American stockholders were given the option to receive either 0.9218 shares of Investors common stock, $12.50 in cash, or a combination of Investors common stock and cash for each American common share owned, subject to proration to ensure that in the aggregate 65% of the American shares will be converted into Investors common stock.
In accordance with the terms of the Agreement and Plan of Merger, and based upon the election results and allocation procedures, American stockholders who made a stock election for all or a portion of their shares of American common stock will receive 0.9218 shares of Investors common stock for each of their stock election shares.

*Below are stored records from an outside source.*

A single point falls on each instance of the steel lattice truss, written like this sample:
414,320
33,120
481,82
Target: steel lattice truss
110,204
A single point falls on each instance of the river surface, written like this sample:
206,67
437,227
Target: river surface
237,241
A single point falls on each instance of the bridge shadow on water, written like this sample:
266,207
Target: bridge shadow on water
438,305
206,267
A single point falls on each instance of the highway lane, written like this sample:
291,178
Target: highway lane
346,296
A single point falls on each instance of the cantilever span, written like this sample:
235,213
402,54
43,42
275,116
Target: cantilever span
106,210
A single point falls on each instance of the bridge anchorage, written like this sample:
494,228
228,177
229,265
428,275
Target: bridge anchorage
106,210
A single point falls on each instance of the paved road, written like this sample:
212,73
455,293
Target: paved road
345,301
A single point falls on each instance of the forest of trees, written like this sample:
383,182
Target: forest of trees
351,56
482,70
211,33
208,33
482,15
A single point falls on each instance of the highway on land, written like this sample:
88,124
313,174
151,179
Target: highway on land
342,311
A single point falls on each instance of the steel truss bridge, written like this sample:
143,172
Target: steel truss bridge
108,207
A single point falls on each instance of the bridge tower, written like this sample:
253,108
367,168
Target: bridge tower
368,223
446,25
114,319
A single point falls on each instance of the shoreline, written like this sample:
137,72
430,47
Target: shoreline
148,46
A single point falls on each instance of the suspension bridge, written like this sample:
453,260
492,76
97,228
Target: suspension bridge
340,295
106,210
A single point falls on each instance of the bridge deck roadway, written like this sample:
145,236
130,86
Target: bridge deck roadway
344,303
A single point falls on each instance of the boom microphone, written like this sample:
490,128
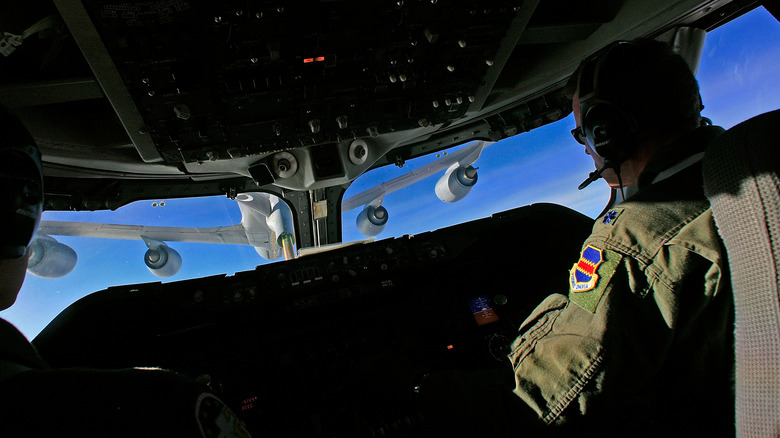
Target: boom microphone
593,176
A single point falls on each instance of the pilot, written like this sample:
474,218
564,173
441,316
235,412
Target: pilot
642,343
37,400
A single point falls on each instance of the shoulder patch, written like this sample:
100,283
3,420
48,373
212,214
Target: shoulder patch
611,216
588,278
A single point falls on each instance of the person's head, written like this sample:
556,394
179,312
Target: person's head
21,202
629,100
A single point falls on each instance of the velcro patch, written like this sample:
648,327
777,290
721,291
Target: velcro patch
589,277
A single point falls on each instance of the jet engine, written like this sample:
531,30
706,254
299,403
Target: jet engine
162,260
372,220
456,183
47,258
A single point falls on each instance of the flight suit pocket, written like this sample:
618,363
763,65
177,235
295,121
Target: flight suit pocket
536,326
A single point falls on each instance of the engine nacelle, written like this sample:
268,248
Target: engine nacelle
372,220
162,260
456,183
47,258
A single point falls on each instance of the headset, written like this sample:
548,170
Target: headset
21,179
608,127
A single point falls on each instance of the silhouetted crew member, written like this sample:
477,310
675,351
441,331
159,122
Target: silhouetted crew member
642,344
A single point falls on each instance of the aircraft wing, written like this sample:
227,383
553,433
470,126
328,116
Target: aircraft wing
232,235
465,156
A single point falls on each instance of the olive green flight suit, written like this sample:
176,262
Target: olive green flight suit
643,343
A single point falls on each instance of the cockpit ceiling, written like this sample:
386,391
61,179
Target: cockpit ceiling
176,88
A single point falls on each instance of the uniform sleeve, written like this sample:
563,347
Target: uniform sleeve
598,354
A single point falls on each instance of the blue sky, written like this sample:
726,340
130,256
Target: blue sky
739,76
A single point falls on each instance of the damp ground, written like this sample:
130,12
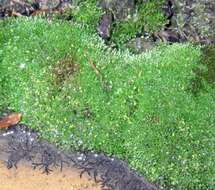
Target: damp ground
24,177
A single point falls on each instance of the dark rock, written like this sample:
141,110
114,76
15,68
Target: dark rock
20,143
121,9
141,44
195,20
104,27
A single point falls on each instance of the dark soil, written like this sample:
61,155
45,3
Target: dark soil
19,143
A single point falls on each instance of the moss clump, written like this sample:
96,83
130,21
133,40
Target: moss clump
149,18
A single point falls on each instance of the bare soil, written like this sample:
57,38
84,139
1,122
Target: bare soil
24,177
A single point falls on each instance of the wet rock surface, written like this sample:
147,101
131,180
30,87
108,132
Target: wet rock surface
27,8
19,143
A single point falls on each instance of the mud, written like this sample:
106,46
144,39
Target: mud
26,178
19,144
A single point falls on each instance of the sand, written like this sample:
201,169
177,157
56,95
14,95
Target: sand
25,178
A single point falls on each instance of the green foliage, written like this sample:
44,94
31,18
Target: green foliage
136,107
149,17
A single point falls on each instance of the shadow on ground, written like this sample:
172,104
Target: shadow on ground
19,145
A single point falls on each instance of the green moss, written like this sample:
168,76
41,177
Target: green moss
147,117
149,17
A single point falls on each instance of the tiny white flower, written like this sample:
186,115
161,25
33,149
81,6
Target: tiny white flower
22,66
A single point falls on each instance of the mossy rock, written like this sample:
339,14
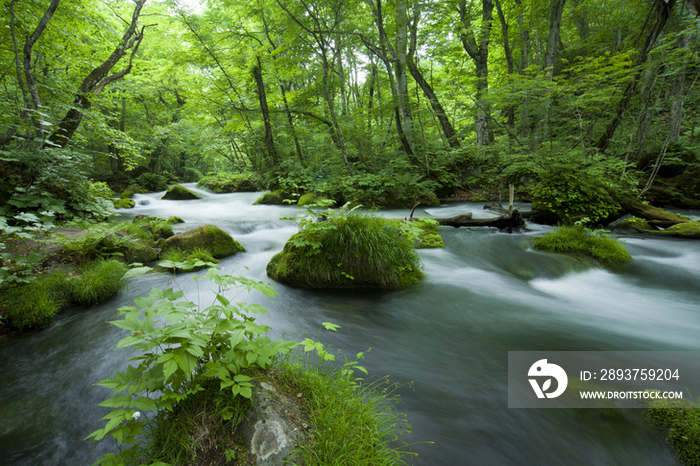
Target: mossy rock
635,223
97,281
129,192
123,203
681,418
271,198
34,305
690,230
578,240
357,251
212,238
179,193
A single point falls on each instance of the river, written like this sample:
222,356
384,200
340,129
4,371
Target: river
446,340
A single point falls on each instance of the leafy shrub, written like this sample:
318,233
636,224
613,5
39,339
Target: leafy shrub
97,281
54,181
580,240
195,348
349,249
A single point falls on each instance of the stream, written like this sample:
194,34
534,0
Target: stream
446,340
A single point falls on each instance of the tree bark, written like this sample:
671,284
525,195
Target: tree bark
509,221
555,13
427,89
262,99
663,10
479,53
95,82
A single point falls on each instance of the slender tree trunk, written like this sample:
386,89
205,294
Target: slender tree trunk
524,64
297,145
555,13
95,82
400,56
510,109
663,10
438,110
397,83
479,54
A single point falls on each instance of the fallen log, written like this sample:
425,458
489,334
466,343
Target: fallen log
510,221
654,215
497,208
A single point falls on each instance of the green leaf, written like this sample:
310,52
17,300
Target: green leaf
169,368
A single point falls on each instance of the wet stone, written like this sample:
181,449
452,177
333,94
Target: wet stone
273,426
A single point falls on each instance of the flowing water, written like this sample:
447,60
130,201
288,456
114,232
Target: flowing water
484,294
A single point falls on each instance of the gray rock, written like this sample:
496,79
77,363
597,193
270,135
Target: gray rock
274,426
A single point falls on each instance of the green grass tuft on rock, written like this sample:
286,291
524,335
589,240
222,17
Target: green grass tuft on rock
97,281
123,203
35,304
578,240
357,250
682,419
212,238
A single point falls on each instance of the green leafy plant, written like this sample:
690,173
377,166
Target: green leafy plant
220,343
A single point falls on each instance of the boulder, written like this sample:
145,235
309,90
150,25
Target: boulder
212,238
356,251
271,198
179,193
273,426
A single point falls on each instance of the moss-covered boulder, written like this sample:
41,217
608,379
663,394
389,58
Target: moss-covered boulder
212,238
129,192
272,198
123,203
423,233
580,241
232,183
179,193
681,419
356,250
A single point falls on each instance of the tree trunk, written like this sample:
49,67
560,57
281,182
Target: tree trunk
479,54
95,82
555,13
663,10
262,99
510,109
440,113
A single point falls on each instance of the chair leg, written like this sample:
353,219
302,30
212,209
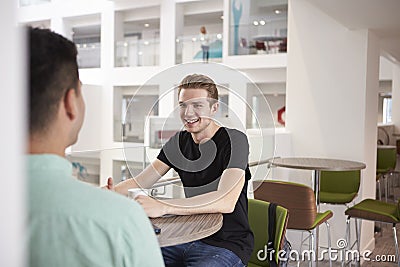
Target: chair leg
312,248
379,189
357,240
385,179
396,244
328,229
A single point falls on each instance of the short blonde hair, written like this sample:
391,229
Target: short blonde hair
199,81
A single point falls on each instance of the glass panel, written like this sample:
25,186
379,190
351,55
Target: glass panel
137,52
188,48
258,27
131,107
264,99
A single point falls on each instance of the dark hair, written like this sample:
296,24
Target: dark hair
199,81
52,71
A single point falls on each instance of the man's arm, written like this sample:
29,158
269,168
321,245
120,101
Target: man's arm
221,201
149,176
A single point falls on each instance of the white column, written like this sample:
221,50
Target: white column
332,97
13,116
396,97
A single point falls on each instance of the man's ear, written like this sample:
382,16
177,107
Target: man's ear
70,103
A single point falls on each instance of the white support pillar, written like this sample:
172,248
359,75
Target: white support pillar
396,97
167,33
332,97
13,103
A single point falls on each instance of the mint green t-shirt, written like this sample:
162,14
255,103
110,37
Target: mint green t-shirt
73,224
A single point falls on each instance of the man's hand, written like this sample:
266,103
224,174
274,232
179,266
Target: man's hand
153,207
110,184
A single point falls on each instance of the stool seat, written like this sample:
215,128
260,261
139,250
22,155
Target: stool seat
337,198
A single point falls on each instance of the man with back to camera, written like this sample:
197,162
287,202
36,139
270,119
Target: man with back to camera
215,179
70,223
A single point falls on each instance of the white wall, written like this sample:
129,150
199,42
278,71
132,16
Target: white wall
332,97
12,161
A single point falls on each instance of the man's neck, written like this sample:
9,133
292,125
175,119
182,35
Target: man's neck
206,134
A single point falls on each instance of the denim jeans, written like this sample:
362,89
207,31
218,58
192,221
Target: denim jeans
197,253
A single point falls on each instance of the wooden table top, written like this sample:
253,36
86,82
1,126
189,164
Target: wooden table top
318,164
183,229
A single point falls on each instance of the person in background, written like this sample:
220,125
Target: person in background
205,46
212,163
71,223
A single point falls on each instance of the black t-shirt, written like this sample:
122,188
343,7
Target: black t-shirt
200,168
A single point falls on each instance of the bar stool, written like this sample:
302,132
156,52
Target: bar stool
258,220
374,210
300,202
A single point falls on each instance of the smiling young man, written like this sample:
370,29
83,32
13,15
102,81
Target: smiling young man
212,162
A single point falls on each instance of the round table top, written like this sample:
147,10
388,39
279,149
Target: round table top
317,164
181,229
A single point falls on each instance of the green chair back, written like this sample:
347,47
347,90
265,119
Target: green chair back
258,220
339,187
386,159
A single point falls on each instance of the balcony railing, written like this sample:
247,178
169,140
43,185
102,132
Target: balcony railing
256,39
188,48
142,52
32,2
88,55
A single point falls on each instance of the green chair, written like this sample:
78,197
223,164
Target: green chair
386,158
374,210
300,201
339,187
258,220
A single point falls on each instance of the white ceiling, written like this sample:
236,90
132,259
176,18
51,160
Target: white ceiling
380,16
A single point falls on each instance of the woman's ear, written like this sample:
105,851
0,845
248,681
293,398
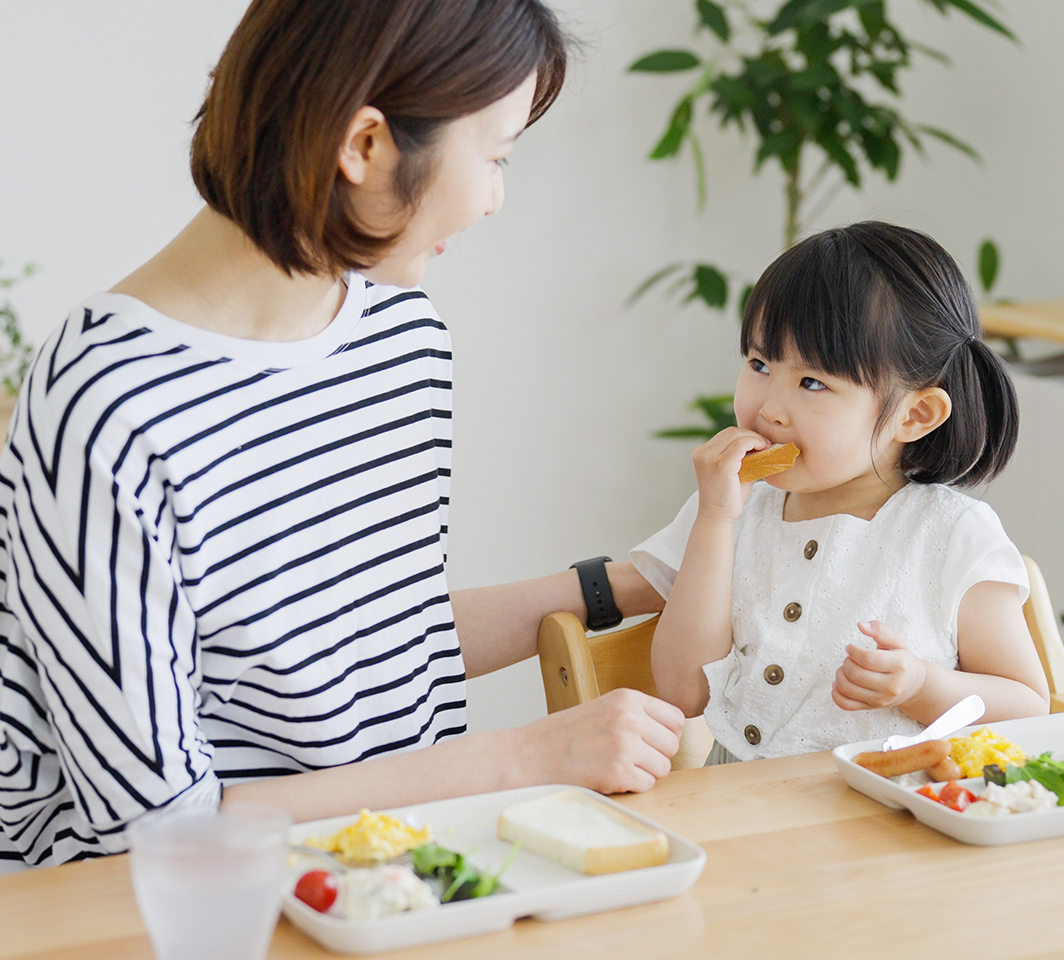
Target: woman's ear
367,149
921,412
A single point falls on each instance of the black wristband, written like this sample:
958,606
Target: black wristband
602,611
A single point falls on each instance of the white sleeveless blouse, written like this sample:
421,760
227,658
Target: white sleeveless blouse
799,589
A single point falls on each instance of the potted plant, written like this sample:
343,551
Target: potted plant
15,352
800,77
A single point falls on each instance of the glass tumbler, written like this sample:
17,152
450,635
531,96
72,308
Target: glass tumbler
209,882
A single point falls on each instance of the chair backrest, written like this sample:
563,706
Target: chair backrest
577,667
1042,622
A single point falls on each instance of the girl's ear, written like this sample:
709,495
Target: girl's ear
921,412
367,149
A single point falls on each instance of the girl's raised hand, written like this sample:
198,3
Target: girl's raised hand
888,676
720,495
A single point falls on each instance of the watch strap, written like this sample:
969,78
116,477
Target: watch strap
602,611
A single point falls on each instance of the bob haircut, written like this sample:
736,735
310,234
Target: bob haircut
294,73
887,308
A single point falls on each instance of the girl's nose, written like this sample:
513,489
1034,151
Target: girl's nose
774,411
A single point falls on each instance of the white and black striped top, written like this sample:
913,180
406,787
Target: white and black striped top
223,559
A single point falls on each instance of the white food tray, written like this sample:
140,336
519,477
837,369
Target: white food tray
532,886
1035,734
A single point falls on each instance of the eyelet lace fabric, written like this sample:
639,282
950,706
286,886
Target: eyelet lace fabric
793,615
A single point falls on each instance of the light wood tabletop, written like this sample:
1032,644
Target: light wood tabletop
1038,320
799,866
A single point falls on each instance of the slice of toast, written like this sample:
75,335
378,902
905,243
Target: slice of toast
764,463
582,833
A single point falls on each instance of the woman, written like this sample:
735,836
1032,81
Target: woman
225,497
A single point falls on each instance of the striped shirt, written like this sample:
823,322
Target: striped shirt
222,560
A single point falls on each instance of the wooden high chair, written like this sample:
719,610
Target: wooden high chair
1042,622
577,667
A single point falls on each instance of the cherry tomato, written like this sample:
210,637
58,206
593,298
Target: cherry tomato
317,889
954,796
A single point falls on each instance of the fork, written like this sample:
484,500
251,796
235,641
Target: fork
967,711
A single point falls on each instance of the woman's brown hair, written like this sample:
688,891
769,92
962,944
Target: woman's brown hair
295,72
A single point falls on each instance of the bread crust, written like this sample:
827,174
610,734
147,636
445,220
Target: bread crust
560,826
764,463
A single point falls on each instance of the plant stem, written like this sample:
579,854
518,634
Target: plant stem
793,195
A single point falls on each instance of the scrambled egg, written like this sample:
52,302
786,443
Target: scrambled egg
982,747
373,838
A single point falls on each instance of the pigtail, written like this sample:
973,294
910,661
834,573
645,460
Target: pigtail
978,440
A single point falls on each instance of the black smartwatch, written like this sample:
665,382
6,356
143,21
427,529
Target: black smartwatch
602,612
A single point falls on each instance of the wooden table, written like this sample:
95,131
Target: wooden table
799,866
1037,320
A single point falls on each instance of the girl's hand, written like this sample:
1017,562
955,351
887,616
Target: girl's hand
888,676
720,496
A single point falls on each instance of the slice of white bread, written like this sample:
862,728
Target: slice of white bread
583,833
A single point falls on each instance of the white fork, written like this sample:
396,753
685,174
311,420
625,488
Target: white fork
967,711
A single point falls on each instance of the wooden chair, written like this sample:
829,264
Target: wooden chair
577,667
1042,622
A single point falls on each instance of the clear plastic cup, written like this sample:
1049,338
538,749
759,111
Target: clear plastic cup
209,882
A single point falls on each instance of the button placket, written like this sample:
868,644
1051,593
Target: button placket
774,674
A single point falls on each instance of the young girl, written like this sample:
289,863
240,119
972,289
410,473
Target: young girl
857,594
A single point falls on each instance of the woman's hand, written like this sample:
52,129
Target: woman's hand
720,495
618,743
888,676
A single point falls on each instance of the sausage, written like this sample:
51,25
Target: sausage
764,463
945,770
908,760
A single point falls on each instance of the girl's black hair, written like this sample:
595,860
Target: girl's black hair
888,309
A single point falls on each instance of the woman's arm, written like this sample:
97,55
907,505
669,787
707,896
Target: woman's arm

Since the cash merger consideration was oversubscribed, American stockholders who made a cash election for all or a portion of their shares of American common stock will receive the cash consideration of $12.50 per share for approximately 39% of their cash election shares and will receive 0.9218 shares of Investors common stock per share for approximately 61% of their cash election shares. American stockholders who did not make a valid election prior to 5:00 p.m. on May 18, 2009 will receive 0.9218 shares of Investors common stock for each of their shares of American common stock, upon completion of a letter of transmittal being mailed to them.
In lieu of such fractional shares, Investors will pay to each former holder of American common stock an amount in cash without interest, equal to the product of (i) the fraction of a share to which such holder would otherwise have been entitled and (ii) the average of the daily closing sales prices of a share of Investors common stock as reported on Nasdaq for the five consecutive trading days immediately preceding the closing date.